__device__ void levenshteinDistance(char *str,int strStart,int strLength,char *patternRemoved,int patternRemovedStart,int patternRemovedLength,int *dXIndividual,int *dXFinal)
{
int indexA = blockIdx.x * blockDim.x + threadIdx.x;
int offsetStr = strStart;
int offsetPattern = patternRemovedStart;
if (indexA < patternRemovedLength) {
for (int i = offsetStr; i <= strLength; i++) {
if (i == 0)
dXIndividual[indexA * (strLength+1) + i] = 0;
else{
if (str[i-1] == patternRemoved[indexA+offsetPattern])
dXIndividual[indexA * (strLength+1) + i] = i;
else if (str[i-1] != patternRemoved[indexA+offsetPattern])
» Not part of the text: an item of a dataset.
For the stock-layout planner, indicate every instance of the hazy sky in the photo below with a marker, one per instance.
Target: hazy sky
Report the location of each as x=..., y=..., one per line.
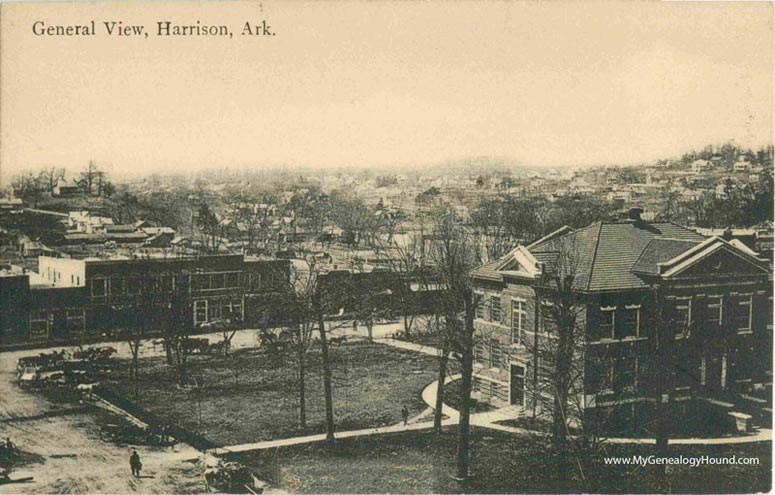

dXIndividual[indexA * (strLength+1) + i] = dXIndividual[indexA * (strLength+1) + i - 1];
}
}
__syncthreads();
}
dXFinal[0] = dXIndividual[(strLength+1) * (patternRemovedLength)];
}
extern "C"
__global__ void ComputationdXOnGPU(int numStr, char *str, int *strStartIndices, int *strIndividualLengths,int numPatternRemoved, char *patternRemoved, int *patternRemovedStartIndices,int *patternRemovedIndividualLengths, int *dXFinal)
{
int ix = blockIdx.x * blockDim.x + threadIdx.x;
if (ix<numStr)
{
for (int i=0; i<numPatternRemoved; i++)
{
int strStart = strStartIndices[ix];
int strLength = strIndividualLengths[ix];
int patternStart = patternRemovedStartIndices[i];
int patternRemovedLength = patternRemovedIndividualLengths[i];
int size = (strLength+1) * patternRemovedLength;
int dXIndividual [size];
int *result = &dXFinal[ix * numStrings1 + i];
levenshteinDistance(str,strStart, strLength, patternRemoved, patternRemovedStart, patternRemovedLength, dXIndividual, dXFinal);
}
}
}
What I have tried:
In the device function, it runs every time from core0 to patternRemovedLength (if (indexA < patternRemovedLength) )
These will limit all token pairs to be run on a small range of cores. I need to say for(indexA = 3; indexA<patternRemovedLength;indexA++) for example in terms of cuda in order to specify for each token a certain range of cores to fully utilize the GPU.